Fibonacci pseudoprimes
If $p\equiv \pm 1 \pmod 5$ then $x^2-x-1$ factors as $(x-\phi)(x-\overline{\phi})$ in $\mathbb{F}_p$. Then your identities follow from $$F_n\equiv \frac{\phi^n-\overline{\phi}^n}{\phi - \overline{\phi}} \pmod p$$ since in this case $\phi^{p-1}\equiv 1$ (by Fermat) and $$\phi^{p+1}\equiv \phi^2 \equiv \phi+1$$ and likewise for $\overline{\phi}$.
If $p\equiv \pm 2 \pmod 5$ then the same polynomial factors in $\mathbb{F}_{p^2}$ and the Frobenius automorphism exchanges the roots.
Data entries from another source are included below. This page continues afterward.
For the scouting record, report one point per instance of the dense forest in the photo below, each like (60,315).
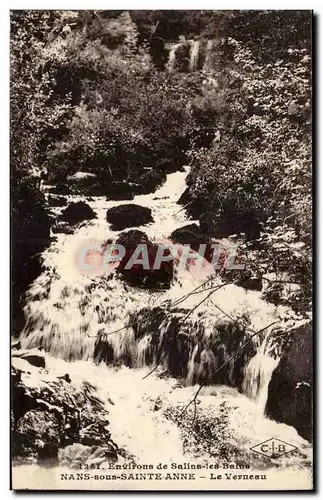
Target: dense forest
(94,91)
(204,117)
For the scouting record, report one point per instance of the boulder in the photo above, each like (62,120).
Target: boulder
(193,236)
(62,227)
(230,222)
(35,358)
(128,215)
(123,190)
(57,201)
(250,283)
(151,180)
(290,389)
(137,275)
(168,166)
(82,183)
(77,212)
(195,207)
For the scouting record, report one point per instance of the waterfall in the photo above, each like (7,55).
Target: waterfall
(208,53)
(194,55)
(172,56)
(141,352)
(258,372)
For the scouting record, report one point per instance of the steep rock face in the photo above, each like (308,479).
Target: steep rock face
(51,414)
(128,215)
(290,389)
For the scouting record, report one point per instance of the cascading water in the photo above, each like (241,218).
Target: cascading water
(194,55)
(172,56)
(67,311)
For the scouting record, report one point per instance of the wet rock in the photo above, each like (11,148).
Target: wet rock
(30,236)
(82,183)
(49,413)
(185,350)
(128,215)
(15,345)
(137,275)
(61,227)
(250,283)
(151,180)
(77,212)
(193,206)
(123,190)
(229,223)
(290,389)
(193,236)
(35,359)
(57,201)
(168,166)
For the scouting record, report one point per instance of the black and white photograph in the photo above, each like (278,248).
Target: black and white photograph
(161,250)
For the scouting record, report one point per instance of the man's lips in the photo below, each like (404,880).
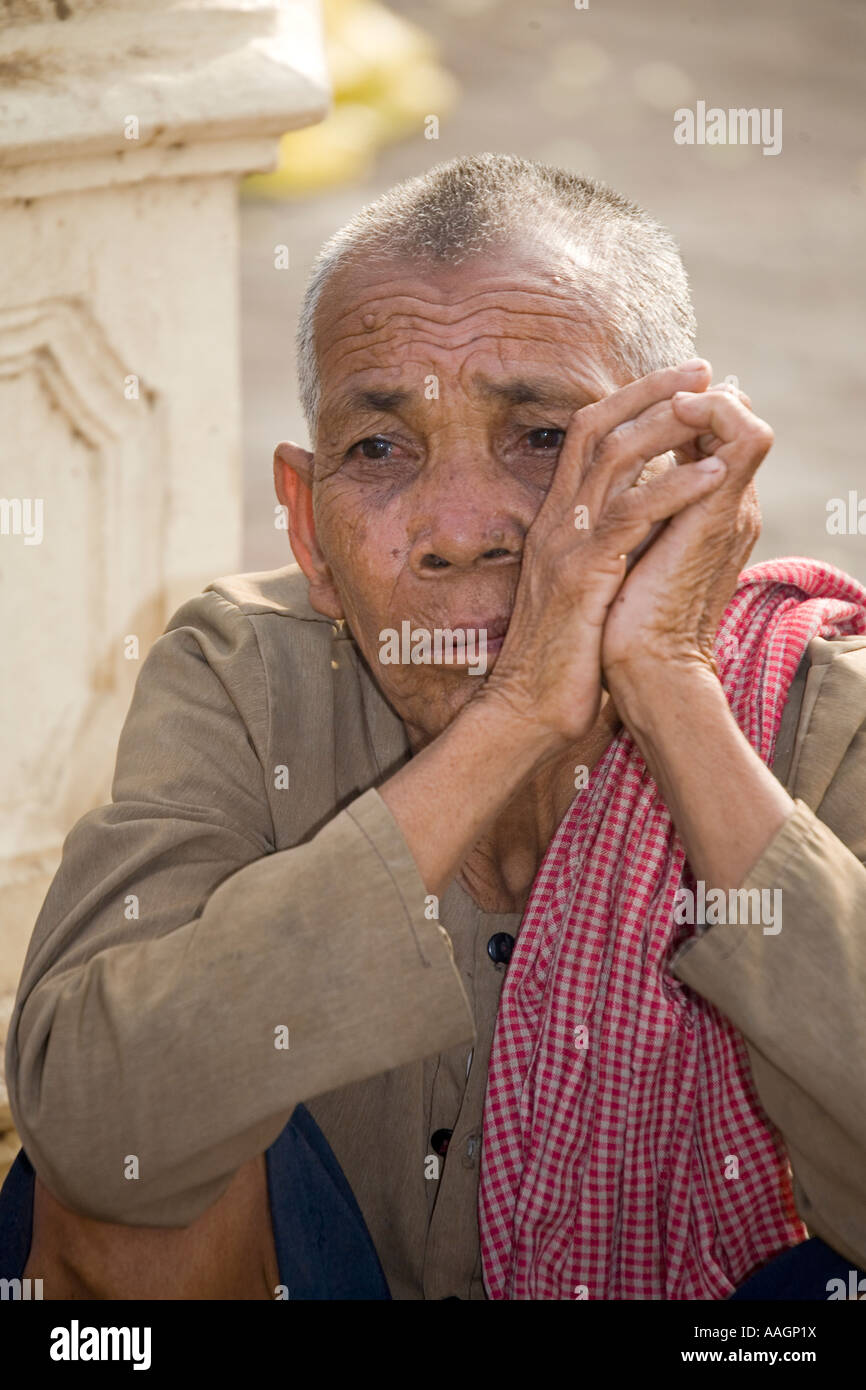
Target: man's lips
(492,627)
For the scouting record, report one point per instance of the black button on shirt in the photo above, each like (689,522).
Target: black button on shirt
(499,947)
(439,1141)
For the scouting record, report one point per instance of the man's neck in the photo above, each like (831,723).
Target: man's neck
(501,868)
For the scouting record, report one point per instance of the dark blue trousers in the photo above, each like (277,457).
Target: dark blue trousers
(323,1244)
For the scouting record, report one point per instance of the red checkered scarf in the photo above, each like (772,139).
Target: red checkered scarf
(616,1097)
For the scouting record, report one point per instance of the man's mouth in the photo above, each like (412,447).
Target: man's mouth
(492,627)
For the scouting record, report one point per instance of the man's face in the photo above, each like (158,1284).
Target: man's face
(445,395)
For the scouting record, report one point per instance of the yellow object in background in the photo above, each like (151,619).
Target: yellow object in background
(387,84)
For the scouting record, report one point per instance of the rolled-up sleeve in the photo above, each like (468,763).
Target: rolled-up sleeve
(186,983)
(798,997)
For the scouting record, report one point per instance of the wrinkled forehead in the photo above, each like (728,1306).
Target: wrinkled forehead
(388,317)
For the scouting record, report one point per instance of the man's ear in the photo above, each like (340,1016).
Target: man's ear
(293,484)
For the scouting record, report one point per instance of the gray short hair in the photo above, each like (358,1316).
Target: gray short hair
(480,202)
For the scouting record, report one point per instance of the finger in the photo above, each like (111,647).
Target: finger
(623,455)
(590,424)
(637,510)
(706,444)
(745,438)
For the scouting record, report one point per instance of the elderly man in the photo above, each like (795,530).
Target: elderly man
(378,976)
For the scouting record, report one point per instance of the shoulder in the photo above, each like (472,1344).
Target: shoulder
(826,745)
(282,592)
(223,617)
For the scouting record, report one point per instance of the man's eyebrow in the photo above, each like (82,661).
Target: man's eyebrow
(542,391)
(362,401)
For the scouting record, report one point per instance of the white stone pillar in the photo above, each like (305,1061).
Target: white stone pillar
(124,129)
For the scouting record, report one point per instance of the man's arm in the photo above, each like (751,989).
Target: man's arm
(174,944)
(798,995)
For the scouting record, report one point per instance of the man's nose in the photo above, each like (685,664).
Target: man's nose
(467,513)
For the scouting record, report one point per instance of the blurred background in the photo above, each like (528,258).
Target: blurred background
(773,243)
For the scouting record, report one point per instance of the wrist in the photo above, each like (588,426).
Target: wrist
(652,691)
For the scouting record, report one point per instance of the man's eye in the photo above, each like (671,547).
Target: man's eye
(373,448)
(545,438)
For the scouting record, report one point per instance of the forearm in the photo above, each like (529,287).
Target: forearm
(188,1045)
(724,802)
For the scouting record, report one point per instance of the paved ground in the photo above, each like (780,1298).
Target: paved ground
(774,245)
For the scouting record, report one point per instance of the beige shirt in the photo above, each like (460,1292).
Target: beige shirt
(248,879)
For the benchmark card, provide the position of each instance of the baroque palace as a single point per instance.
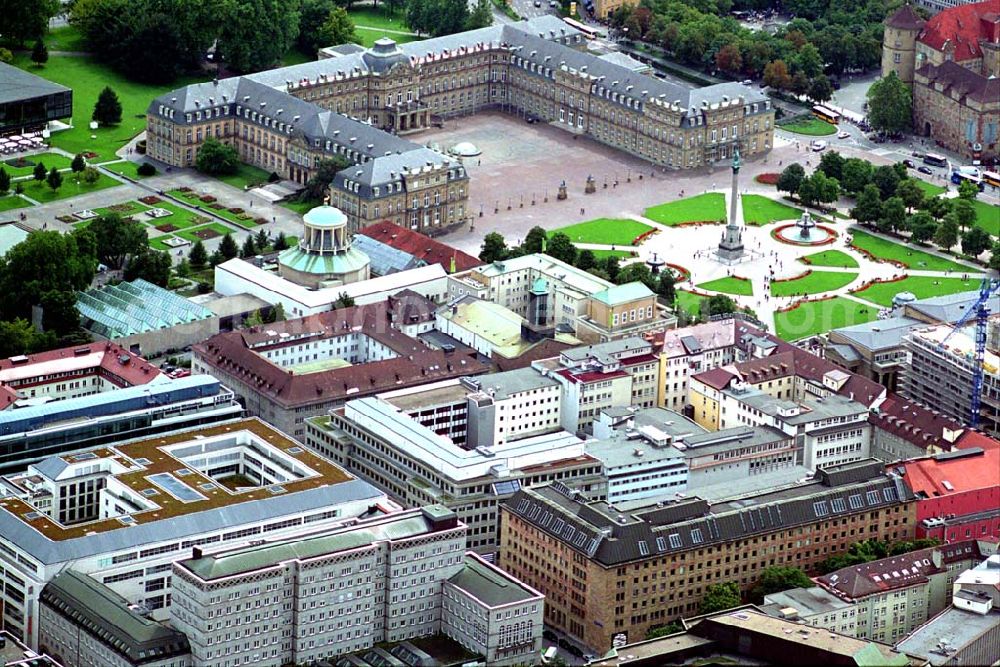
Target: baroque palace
(356, 102)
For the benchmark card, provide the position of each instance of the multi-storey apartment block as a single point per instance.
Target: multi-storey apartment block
(610, 575)
(388, 579)
(139, 505)
(353, 102)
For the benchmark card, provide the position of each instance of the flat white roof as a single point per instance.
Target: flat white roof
(422, 444)
(322, 297)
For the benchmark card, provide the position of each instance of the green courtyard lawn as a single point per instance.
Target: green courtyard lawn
(816, 282)
(815, 317)
(604, 231)
(65, 38)
(246, 175)
(759, 210)
(50, 160)
(836, 258)
(922, 287)
(987, 217)
(929, 189)
(192, 234)
(87, 77)
(689, 302)
(729, 285)
(813, 127)
(12, 201)
(125, 168)
(41, 192)
(707, 207)
(910, 257)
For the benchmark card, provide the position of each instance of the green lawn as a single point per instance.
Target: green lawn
(908, 256)
(50, 160)
(813, 127)
(125, 168)
(921, 286)
(729, 285)
(930, 190)
(708, 207)
(817, 317)
(830, 258)
(65, 38)
(11, 201)
(816, 282)
(41, 192)
(759, 210)
(689, 302)
(605, 231)
(246, 175)
(987, 217)
(217, 227)
(87, 77)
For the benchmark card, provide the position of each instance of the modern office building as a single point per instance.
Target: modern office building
(288, 371)
(353, 102)
(465, 445)
(28, 435)
(637, 569)
(83, 623)
(29, 102)
(747, 636)
(123, 513)
(941, 376)
(322, 595)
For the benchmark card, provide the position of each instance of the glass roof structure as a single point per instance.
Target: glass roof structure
(114, 311)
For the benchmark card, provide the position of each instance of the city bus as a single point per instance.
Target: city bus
(958, 176)
(827, 114)
(935, 160)
(587, 31)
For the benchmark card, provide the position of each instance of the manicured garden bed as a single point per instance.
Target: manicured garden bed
(605, 231)
(814, 317)
(920, 286)
(903, 255)
(836, 258)
(813, 127)
(708, 207)
(729, 285)
(812, 282)
(759, 210)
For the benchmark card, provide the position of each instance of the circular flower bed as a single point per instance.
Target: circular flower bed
(782, 234)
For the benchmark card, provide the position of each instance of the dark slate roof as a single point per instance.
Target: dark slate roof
(612, 537)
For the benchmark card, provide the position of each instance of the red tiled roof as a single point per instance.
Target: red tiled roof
(960, 28)
(905, 18)
(420, 246)
(914, 423)
(235, 354)
(104, 357)
(717, 378)
(966, 473)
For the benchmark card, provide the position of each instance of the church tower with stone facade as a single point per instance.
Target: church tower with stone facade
(899, 43)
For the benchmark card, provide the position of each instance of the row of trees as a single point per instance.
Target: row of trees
(889, 200)
(833, 38)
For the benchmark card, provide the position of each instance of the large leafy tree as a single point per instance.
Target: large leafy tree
(254, 34)
(890, 105)
(117, 239)
(43, 262)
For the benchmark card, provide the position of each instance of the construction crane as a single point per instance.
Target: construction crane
(980, 310)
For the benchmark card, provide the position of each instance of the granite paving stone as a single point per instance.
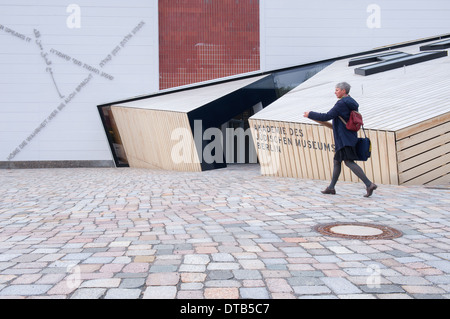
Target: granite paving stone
(91, 233)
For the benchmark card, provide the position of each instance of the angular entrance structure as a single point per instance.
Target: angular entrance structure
(406, 110)
(173, 130)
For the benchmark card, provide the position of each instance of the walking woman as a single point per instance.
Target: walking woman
(344, 140)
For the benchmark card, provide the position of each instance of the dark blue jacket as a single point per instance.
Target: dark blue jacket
(342, 136)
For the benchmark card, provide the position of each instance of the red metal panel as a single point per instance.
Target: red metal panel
(201, 40)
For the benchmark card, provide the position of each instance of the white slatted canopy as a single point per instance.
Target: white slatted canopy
(389, 101)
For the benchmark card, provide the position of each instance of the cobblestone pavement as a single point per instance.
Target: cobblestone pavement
(230, 233)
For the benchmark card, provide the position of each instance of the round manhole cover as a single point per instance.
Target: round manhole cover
(358, 231)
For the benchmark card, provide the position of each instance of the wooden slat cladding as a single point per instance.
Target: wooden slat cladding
(306, 151)
(424, 152)
(157, 139)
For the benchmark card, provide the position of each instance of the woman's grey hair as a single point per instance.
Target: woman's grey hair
(344, 86)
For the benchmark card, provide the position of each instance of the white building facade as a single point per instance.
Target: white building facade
(60, 59)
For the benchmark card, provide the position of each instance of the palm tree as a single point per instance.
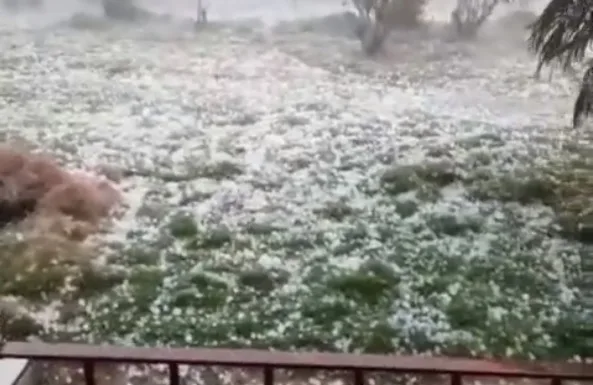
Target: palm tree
(562, 33)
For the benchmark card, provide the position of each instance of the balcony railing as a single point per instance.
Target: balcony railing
(268, 361)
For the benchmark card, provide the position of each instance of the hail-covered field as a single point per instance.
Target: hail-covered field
(283, 191)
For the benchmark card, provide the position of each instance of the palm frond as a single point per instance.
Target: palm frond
(563, 31)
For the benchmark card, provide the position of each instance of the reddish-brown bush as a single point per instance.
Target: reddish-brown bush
(36, 186)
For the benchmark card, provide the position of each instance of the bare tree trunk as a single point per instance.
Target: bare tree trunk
(201, 17)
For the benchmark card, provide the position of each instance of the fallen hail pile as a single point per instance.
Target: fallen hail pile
(285, 193)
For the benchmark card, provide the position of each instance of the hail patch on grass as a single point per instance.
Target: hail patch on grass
(283, 193)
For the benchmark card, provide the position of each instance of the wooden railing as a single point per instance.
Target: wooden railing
(269, 361)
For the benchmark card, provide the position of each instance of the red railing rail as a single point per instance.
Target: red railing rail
(268, 361)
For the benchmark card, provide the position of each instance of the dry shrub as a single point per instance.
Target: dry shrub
(470, 15)
(35, 187)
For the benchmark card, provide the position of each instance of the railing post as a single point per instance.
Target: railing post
(456, 379)
(359, 377)
(173, 374)
(268, 375)
(89, 372)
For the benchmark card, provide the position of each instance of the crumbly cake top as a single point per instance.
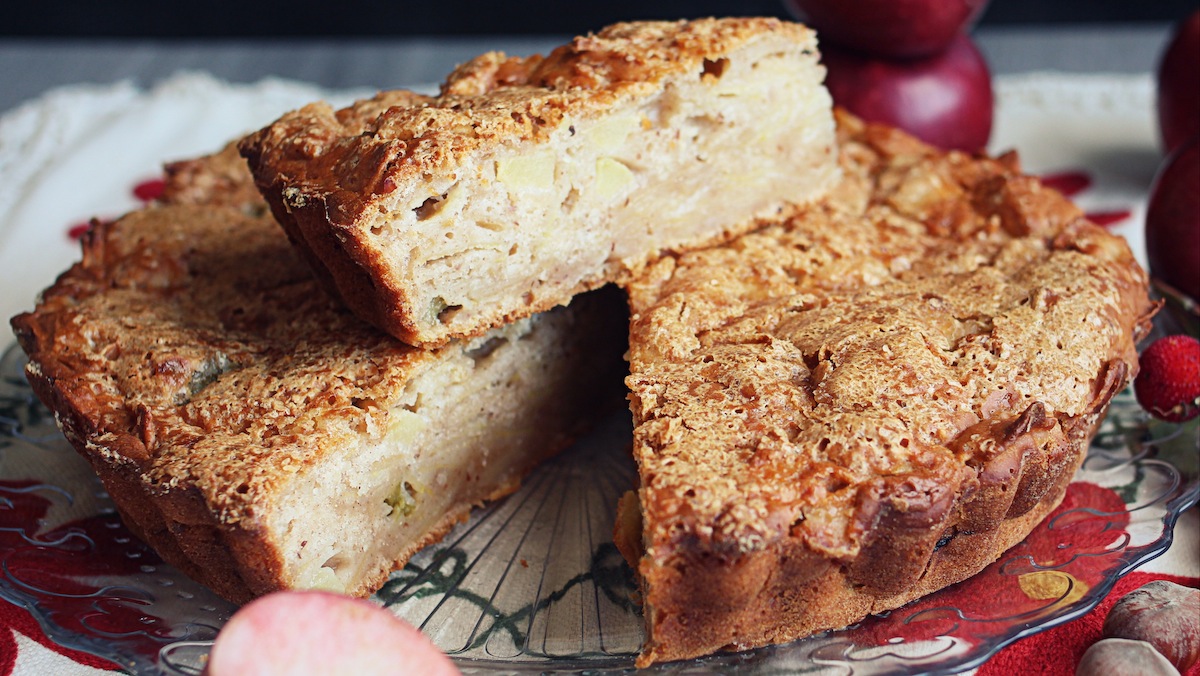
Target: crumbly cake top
(882, 345)
(346, 157)
(190, 330)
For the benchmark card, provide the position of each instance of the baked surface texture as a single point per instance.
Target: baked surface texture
(869, 400)
(258, 435)
(528, 180)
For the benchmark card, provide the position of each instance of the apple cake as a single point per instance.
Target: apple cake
(528, 180)
(258, 435)
(869, 400)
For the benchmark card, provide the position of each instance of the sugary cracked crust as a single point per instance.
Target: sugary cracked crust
(869, 401)
(329, 174)
(198, 366)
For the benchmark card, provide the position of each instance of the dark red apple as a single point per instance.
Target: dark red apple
(945, 100)
(1179, 85)
(889, 28)
(1173, 221)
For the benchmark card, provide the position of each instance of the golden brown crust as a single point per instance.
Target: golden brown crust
(832, 396)
(343, 184)
(193, 360)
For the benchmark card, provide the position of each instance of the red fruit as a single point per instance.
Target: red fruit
(322, 633)
(1169, 383)
(1173, 221)
(945, 100)
(891, 28)
(1121, 657)
(1179, 85)
(1163, 614)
That is, $\phi^p=\overline{\phi}$ and $\overline{\phi}^p=\phi$. Your identities now follow from $$\phi^{p-1}\equiv \overline{\phi} \phi^{-1} \equiv -\overline{\phi}^2 \equiv -\overline{\phi}-1$$ and $$\phi^{p+1}\equiv \overline{\phi} \phi \equiv -1$$ and likewise for $\overline{\phi}$.